Published April 13, 2021 6:00AM (EDT)

Georgia Gov. Brian Kemp speaks at a news conference about the state's new Election Integrity Law that passed this week at AJ’s Famous Seafood and Poboys on April 10, 2021 in Marietta, Georgia. Major League Baseball announced it would move the All-Star Game out of Georgia in response to the election bill, which opponents claim will negatively affect the minority population's ability to vote. There is also a concern for the economic impact this will have on the state following the MLB's decision.

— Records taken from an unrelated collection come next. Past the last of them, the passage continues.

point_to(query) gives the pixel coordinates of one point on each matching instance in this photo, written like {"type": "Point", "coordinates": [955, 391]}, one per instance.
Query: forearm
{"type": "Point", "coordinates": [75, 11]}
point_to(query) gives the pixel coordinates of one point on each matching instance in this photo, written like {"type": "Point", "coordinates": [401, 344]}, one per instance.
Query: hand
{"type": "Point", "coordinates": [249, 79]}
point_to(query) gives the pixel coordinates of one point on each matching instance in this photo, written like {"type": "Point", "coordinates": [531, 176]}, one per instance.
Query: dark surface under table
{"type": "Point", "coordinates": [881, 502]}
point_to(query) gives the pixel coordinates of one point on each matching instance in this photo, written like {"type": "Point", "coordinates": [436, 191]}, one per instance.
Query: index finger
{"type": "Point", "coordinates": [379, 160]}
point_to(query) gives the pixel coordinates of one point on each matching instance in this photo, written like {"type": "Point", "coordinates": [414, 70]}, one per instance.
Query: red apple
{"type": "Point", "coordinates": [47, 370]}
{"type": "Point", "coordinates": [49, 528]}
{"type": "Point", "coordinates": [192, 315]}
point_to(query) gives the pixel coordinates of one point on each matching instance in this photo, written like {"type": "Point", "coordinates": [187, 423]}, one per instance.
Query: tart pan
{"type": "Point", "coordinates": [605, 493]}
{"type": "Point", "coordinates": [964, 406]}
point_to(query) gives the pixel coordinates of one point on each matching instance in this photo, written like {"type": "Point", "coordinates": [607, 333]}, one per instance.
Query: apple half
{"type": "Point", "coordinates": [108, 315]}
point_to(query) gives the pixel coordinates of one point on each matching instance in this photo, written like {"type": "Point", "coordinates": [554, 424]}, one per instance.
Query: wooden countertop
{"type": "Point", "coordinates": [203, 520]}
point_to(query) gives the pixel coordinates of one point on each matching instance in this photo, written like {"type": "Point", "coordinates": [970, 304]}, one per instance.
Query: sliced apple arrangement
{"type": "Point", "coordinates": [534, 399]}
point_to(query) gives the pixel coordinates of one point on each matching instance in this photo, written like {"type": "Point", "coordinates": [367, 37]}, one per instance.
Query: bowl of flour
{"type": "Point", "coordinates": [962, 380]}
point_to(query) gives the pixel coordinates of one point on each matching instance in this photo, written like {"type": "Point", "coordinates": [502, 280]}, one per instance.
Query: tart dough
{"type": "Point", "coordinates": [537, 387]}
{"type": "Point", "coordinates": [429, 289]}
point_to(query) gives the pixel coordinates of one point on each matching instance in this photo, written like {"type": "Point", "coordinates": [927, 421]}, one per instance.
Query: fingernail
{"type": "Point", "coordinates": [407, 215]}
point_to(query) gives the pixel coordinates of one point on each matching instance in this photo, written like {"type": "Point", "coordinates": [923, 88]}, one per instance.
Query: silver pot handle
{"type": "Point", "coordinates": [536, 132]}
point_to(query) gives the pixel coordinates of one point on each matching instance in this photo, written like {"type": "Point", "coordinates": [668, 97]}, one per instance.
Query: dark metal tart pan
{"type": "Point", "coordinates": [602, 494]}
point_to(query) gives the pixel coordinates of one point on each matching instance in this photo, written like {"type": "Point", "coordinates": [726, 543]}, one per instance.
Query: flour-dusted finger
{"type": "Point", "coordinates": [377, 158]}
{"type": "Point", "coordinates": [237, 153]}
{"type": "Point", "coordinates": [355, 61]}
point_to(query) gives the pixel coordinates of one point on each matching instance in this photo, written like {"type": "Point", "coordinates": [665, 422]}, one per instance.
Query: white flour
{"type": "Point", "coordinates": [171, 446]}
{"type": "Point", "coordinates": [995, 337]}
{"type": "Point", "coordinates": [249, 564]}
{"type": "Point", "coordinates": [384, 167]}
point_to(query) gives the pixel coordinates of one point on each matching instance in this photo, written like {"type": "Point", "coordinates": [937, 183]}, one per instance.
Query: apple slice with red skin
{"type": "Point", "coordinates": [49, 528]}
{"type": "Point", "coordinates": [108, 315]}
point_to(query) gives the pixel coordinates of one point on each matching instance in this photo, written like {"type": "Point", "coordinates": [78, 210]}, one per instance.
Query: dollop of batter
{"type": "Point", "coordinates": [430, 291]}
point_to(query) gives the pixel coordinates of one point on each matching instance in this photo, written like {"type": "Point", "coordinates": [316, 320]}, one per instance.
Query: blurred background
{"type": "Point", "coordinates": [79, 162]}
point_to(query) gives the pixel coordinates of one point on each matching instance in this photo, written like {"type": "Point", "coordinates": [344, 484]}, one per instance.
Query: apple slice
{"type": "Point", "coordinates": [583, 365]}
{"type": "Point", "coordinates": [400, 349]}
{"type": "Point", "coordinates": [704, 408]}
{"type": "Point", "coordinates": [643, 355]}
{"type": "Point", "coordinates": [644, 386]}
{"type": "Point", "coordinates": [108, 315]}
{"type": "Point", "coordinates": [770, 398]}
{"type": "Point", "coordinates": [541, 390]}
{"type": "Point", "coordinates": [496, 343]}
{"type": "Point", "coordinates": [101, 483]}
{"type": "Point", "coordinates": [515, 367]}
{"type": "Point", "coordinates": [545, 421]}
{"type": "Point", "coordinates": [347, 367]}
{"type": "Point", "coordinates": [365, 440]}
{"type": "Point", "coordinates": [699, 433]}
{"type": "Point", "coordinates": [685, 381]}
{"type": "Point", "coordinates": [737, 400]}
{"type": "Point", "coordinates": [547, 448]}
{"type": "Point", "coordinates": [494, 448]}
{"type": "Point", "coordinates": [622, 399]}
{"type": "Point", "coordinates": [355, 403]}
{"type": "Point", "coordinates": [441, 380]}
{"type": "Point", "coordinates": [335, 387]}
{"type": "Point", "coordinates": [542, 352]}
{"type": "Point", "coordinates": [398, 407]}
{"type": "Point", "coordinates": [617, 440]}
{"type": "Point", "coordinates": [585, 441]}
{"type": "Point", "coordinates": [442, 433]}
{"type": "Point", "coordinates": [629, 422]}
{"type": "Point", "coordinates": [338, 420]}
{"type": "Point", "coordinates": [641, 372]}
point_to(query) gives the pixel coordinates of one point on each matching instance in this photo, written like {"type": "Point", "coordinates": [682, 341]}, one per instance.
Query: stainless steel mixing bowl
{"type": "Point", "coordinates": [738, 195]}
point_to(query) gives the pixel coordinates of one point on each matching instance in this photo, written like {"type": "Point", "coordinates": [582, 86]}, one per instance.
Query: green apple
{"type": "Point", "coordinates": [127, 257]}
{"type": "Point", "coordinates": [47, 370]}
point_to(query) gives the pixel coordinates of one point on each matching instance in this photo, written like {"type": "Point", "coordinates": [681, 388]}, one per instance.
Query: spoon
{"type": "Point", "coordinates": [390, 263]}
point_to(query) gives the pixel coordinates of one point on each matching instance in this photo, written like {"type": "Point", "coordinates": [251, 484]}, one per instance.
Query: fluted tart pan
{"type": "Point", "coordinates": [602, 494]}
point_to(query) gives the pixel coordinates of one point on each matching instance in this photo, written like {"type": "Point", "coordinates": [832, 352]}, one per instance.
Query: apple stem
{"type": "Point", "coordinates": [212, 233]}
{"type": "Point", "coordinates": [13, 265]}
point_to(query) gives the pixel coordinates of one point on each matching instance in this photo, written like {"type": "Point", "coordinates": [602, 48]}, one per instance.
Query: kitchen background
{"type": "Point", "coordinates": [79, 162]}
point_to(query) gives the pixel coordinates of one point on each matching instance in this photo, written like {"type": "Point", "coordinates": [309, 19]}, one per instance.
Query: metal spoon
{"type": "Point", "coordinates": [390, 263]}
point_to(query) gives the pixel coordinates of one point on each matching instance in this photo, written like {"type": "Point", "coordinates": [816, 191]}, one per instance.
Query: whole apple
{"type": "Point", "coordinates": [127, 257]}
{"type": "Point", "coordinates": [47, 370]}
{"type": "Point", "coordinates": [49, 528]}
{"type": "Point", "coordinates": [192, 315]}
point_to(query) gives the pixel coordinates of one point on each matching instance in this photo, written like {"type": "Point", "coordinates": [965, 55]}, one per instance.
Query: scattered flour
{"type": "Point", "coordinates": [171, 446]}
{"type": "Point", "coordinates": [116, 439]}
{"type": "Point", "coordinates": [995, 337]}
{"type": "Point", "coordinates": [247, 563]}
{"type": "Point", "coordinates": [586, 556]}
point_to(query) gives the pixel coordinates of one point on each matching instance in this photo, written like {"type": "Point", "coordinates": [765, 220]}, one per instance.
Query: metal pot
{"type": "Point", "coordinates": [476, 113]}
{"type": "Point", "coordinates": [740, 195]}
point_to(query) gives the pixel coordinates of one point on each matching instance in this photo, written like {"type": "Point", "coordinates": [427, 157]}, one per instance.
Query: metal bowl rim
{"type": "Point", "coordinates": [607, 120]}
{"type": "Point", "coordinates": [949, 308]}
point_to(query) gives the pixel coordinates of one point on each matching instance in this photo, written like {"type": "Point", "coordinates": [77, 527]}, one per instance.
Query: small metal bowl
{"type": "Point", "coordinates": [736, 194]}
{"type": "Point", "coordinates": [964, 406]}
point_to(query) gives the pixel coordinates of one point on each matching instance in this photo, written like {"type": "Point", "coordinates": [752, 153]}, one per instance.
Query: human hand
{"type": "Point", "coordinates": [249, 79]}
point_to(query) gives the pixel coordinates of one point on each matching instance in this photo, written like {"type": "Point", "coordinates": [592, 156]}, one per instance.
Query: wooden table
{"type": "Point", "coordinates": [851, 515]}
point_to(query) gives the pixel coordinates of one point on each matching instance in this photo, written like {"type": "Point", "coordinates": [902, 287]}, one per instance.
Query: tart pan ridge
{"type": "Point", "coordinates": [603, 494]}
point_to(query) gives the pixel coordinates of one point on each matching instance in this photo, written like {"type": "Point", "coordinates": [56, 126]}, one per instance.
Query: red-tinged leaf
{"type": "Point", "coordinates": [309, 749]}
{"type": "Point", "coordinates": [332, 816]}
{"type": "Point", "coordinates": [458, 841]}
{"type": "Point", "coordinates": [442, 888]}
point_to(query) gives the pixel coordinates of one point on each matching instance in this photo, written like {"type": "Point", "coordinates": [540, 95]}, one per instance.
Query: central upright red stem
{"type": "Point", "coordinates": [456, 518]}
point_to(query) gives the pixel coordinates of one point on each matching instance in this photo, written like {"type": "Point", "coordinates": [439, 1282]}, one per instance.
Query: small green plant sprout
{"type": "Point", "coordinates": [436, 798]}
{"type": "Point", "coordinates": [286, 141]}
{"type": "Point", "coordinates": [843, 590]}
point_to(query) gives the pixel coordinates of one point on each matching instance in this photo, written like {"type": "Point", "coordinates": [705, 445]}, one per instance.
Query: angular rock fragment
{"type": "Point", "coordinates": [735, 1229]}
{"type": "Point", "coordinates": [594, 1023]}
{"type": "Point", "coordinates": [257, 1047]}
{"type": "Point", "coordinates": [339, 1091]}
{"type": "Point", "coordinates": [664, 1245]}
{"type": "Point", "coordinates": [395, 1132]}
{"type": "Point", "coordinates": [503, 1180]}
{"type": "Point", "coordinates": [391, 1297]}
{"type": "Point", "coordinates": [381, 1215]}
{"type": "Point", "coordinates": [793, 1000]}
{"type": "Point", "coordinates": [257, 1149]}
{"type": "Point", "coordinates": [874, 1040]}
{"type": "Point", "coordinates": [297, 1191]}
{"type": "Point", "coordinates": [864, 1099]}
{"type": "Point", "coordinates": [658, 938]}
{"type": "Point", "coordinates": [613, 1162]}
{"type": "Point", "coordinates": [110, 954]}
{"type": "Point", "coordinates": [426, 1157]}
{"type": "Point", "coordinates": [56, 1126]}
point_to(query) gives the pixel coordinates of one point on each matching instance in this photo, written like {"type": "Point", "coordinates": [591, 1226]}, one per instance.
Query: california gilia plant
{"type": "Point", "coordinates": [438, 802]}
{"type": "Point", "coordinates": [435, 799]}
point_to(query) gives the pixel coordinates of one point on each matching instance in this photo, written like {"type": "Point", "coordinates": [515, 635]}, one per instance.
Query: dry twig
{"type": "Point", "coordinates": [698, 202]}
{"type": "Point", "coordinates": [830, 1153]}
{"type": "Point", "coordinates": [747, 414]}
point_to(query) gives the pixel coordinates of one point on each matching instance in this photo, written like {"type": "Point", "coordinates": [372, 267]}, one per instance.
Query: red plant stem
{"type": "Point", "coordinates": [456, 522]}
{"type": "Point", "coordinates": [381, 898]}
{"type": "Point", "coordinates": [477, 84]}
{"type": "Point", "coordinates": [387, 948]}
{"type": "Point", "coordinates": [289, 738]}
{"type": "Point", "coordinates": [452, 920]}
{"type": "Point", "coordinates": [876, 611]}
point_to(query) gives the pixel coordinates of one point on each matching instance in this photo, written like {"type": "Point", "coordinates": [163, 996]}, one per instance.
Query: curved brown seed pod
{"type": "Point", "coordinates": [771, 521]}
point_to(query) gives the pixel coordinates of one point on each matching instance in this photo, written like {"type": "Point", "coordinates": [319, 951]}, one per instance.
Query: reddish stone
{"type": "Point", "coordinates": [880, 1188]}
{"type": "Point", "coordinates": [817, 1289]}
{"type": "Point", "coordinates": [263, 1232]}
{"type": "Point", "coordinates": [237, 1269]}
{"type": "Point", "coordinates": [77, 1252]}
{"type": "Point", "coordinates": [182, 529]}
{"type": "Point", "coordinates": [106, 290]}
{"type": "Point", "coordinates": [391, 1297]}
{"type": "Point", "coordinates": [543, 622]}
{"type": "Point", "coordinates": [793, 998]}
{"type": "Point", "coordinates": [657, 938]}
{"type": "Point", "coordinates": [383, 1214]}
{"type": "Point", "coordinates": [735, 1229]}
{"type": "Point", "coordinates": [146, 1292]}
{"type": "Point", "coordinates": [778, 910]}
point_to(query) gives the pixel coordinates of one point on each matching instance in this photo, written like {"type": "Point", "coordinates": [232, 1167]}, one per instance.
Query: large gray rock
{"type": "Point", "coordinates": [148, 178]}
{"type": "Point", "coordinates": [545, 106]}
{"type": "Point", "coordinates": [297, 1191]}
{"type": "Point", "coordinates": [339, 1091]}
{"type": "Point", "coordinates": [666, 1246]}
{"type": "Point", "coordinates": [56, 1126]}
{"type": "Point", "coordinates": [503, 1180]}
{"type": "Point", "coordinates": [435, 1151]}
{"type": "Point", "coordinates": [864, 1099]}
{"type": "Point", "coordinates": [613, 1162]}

The bill's passage follows the Governor's decision to lift many of the restrictions in place for protection from COVID-19. (Megan Varner/Getty Images)
Georgia Gov. Brian Kemp speaks at a news conference about the state's new Election Integrity Law that passed this week at AJ’s Famous Seafood and Poboys on April 10, 2021 in Marietta, Georgia. Major League Baseball announced it would move the All-Star Game out of Georgia in response to the election bill, which opponents claim will negatively affect the minority population's ability to vote. There is also a concern for the economic impact this will have on the state following the MLB's decision. The bill's passage follows the Governor's decision to lift many of the restrictions in place for protection from COVID-19. (Megan Varner/Getty Images)

On March 25, the Georgia state legislature passed a now-infamous Republican-backed bill that introduced a series of stringent voter restrictions under the auspices of "election integrity." The bill (SB 202), which Democrats across the board have described as a grievous violation of voting rights, limits the number of drop boxes, reduces the time allowed to request a ballot, bars election officials from sending out mass absentee ballot applications, and criminalizes the practice of handing out food or water to voters waiting in line, as PolitiFact reported this week.  

Democrats raged against both the state's legislature, as well as against Georgia Gov. Brian Kemp, a Republican apparently trying to rebuild his reputation in his own party after resisting former President Trump's attempts to overturn the 2020 election results while the bill was in transit. But just as much ire was directed at corporate America, which appeared to stand on the sidelines as Peach State lawmakers propelled the bill forward. Among those most criticized were big Georgia-based companies like Coca-Cola, Delta Airlines, AT&T and Home Depot. 

Facing enormous pressure to take a stand against the bill, two of these institutions (Coke and Delta) have recently spoken out against SB 202, while another of them spoke about the importance of voting rights more broadly. Reports show that over the past several years, however, every single one of those spoke very differently with their political donations.  

According to CNBC's Brian Schwartz, since 2018 Coca-Cola has contributed more than $25,000 to Kemp, as well as to the bill's state Senate backers. Salon found in company filings, for instance, that thousands of dollars in 2020 were donated via Coke's Georgia PAC to state Sens. Michael Dugan, Frank Ginn, Chuck Hufstetler, John Kennedy, Jeff Mullis and Blake Tillery, along with state Rep. Barry Fleming, all of whom sponsored the widely-criticized bill to clamp down on voting access.

Coke also made a corporate donation of $172,000 to the Georgia Political Action Fund. According to Georgia state campaign reports, the "The Coca-Cola Company Georgia Political Action [sic] Fund" — almost certainly  the same entity — gave $4,000 last year to Kemp's  2024 primary campaign. It also gave thousands to the aforementioned Hufstetler and Mullis, along with Sens. Dean Burke and Butch Miller.

Asked to comment on its relationships with these lawmakers, a Coca-Cola representative directed Salon to CEO James Quincey's official statement on the bill, which states that "throughout Georgia's legislative session, [Coke] provided feedback to members of both legislative chambers and political parties, opposing measures in the bills that would diminish or deter access to voting." So while the company claims it worked behind the legislative scenes to remove the most objectionable provisions of SB 202, Coke concurrently bankrolled sponsors who were probably responsible for those very provisions. 

Asked whether the bill's passage will inform the company's future political giving, a Coca-Cola spokesperson emphasized that it had "suspended all political contributions in January after the incident at the U.S. Capitol." 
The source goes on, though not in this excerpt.